Either of these approaches may work. I should point out that there are wrinkles. First, as far as the BIOS is concerned, all option ROMs are equivalent, whether video, XT-IDE, or XTRAMTEST. We may be able to assume that the video BIOS is located at 0C0000h, and try only initializing that before giving the XTRAMTEST its chance. But these are implementation details.
Conclusion: don't reinvent the wheel, but don't give up either
My conclusion is that we shouldn't try to reinvent the way the boot process works. It would be worthwhile, however, to see if there is a way to tweak one or more of the available BIOSes or see if there is a creative way to install the option ROM to allow a more reliable way to get the XTRAMTEST running on machines with RAM problems and EGA/VGA cards.

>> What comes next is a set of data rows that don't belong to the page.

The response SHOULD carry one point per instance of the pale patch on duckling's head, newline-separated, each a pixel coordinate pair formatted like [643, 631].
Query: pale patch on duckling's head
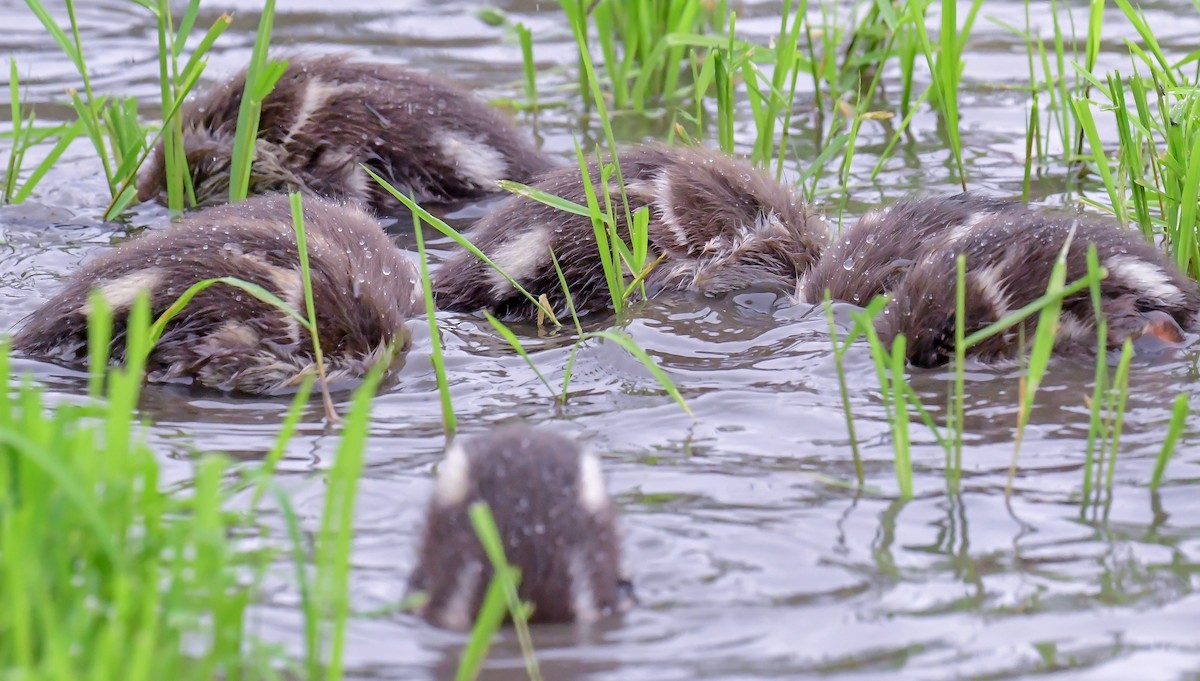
[316, 94]
[989, 283]
[522, 257]
[593, 492]
[1147, 278]
[120, 293]
[475, 161]
[454, 477]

While doing this, I do want to keep an eye on what will work for AT architectures too, because I do want at some point to make an ATRAMTEST ROM. While XTRAMTEST will run on the AT, the March test has to know the actual width of RAM (8-bit on XT, 16-bit on AT and 386sx). So the march algorithm will have to be changed to be properly effective on AT-class machines, and it would be nice to find a solution to the EGA/VGA problem that will work on AT machines. I'm not aware of any open-source AT-class BIOS, which will restrict our options there.
One comment @MobyGamer made does make sense: Perform a March test on just the lowest 2K or 16K or RAM during option ROM init time could be useful. It would not prove that the first bank or RAM works, but it would prove that the bottom of RAM is usable so long as nothing higher test used. My worry is that if XTRAMTEST runs before the video BIOS init, we can't display errors on the screen (or, in good conscience, allow the BIOS to continue running initialization including the video BIOS). But if the XTRAMTEST runs after the video BIOS is initialized, it will destroy the BIOS data area and stack, and it will not be safe (or, really, possible) to return to the BIOS and allow it to run. Perhaps in that case XTRAMTEST could temporarily copy the BDA and stack into video RAM, but that's starting to get complex and could lead to reliability problems.
One of the nice side benefits to running as an option ROM is allowing it to stay installed even when you just want to boot and use the machine. It would be nice not to paint ourselves into a corner where that ability is lost.
I'd like to move this to the "Discussion" area, since it's not an "issue" per se. It could lead to creating an "issue" for an enhancement in the future.